Per fortuna, però, Bartimore poteva contare sull’onestà e sulla bontà degli uomini con cui condivideva la cella: uomini che ormai erano come fratelli per lui.
I passi macabri e pesanti dei carcerieri iniziarono a farsi sempre più forti, finché non scomparvero per lasciare il posto alla grossa e grassa figura di uno solo dei due sorveglianti: Cargo.
«Prigionieri» tuonò la grossolana figura dell’uomo dal volto burbero dall’altro lato delle sbarre. «È l’ora della cena.»
Cargo veniva tutti i giorni alla stessa identica ora, con le mani farcite di indumenti per i nuovi prigionieri, piatti con appena un briciolo di cibo e con tutte le sue immancabili armi di tortura a tenergli compagnia. Tra tutte queste, la più fastidiosa era anche quella che più maneggiava con destrezza: il suo lungo scudiscio di cuoio che, tra un ammonimento e l’altro, sapeva far vibrare con una forza dannatamente disarmante e spaventosa, producendo rombi in grado di sfidare il più tenebroso dei tuoni.
Era difficile dire che ora fosse là sotto, nelle Galere Rosse di Ockswert, poiché il sole e la luna non potevano mai essere osservati dalle profondità a cui erano stati relegati. Pur tuttavia, un piccolissimo anfratto sul tetto permetteva talvolta alla luce di farsi strada nella piccolissima cella in cui erano confinati, rendendo più facile capire in che momento della giornata fossero. Bartimore aveva imparato a capire molte cose osservando il comportamento dei carcerieri, le parole di Cargo e la luce esterna. Al momento, per esempio, poteva affermare con chiarezza che fosse più o meno l’ora dell’ultima cena dei prigionieri, momento in cui i carcerieri terminavano il loro lavoro e andavano a dormire nelle loro celle sotterranee. Il chiarore delle stelle, che sibilava appena dalla fessura nel tetto, confermava la sua ipotesi.

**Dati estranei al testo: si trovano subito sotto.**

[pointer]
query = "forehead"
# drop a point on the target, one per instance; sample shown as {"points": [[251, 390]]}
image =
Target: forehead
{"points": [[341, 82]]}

«Uomini». Cargo afferrò una delle sbarre con la sua destra possente e strinse la mano attorno al freddo acciaio. «In piedi. Immediatamente». Le parole di Cargo sapevano essere pungenti: quell’uomo non aveva neppure un briciolo di sentimento.
Ghignando qualcosa, il carceriere afferrò un solo unico piatto e lo fece passare dalla fessura presente sotto alle sbarre. La porzione di cibo doveva bastare per tutt’e quattro e, che lo desiderassero o meno, dovevano mangiarlo obbligatoriamente, pena una scudisciata dritta sul volto e tre sulle dita di ogni mano.
Cargo aveva portato un piatto diverso dal solito: una piccola montagna di piselli crudi, attorniata da un paio di patate sbucciate con noncuranza, un pesce dalla lisca già in vista e un tozzo pezzo di pane.
«Cargo». Steffon richiamò l’attenzione del carceriere, la voce incolore e il volto distrutto. «Possiamo avere un po’ d’acqua?»
«No». Il tono del carceriere non ammetteva replica.
«Per favore…»
Il tonfo della scudisciata dal macabro aguzzino riecheggiò lungo tutto il corridoio principale. La sbarra colpita vibrò a causa della forza impiegata dal carceriere. Cargo avvicinò la faccia alle sbarre. «La prossima volta sui denti.»
Il carceriere era un uomo dalla fronte alta e i capelli bianchi sulle tempie. La barba grigia per nulla curata si estendeva su metà della pelle cascante del suo viso. Bart non sapeva dire se avesse più peli sulle guance, sotto al collo o dentro al naso e alle orecchie. Da quando lo aveva conosciuto, Cargo non aveva osato cambiare anche solo minimamente il suo vestiario: grezza cappa di cuoio strappata appena cinta ai fianchi, biancheria intima in perfetta vista, una spessa collana ad anelli di acciaio che pareva essere pronta a strangolarlo e una fila di denti ingrigiti e sporchi quanto il suo animo.
Patres Steffon non arretrò né si lasciò impaurire dal colpo. «Cargo, guardaci» gli ordinò poi. «Guardaci e dicci cosa vedi di noi.»
«Prigionieri» rispose lui. Il carceriere non possedeva neppure un briciolo di intelletto; era tutto forza e niente cervello. «Uomini che pagano per la loro colpa.»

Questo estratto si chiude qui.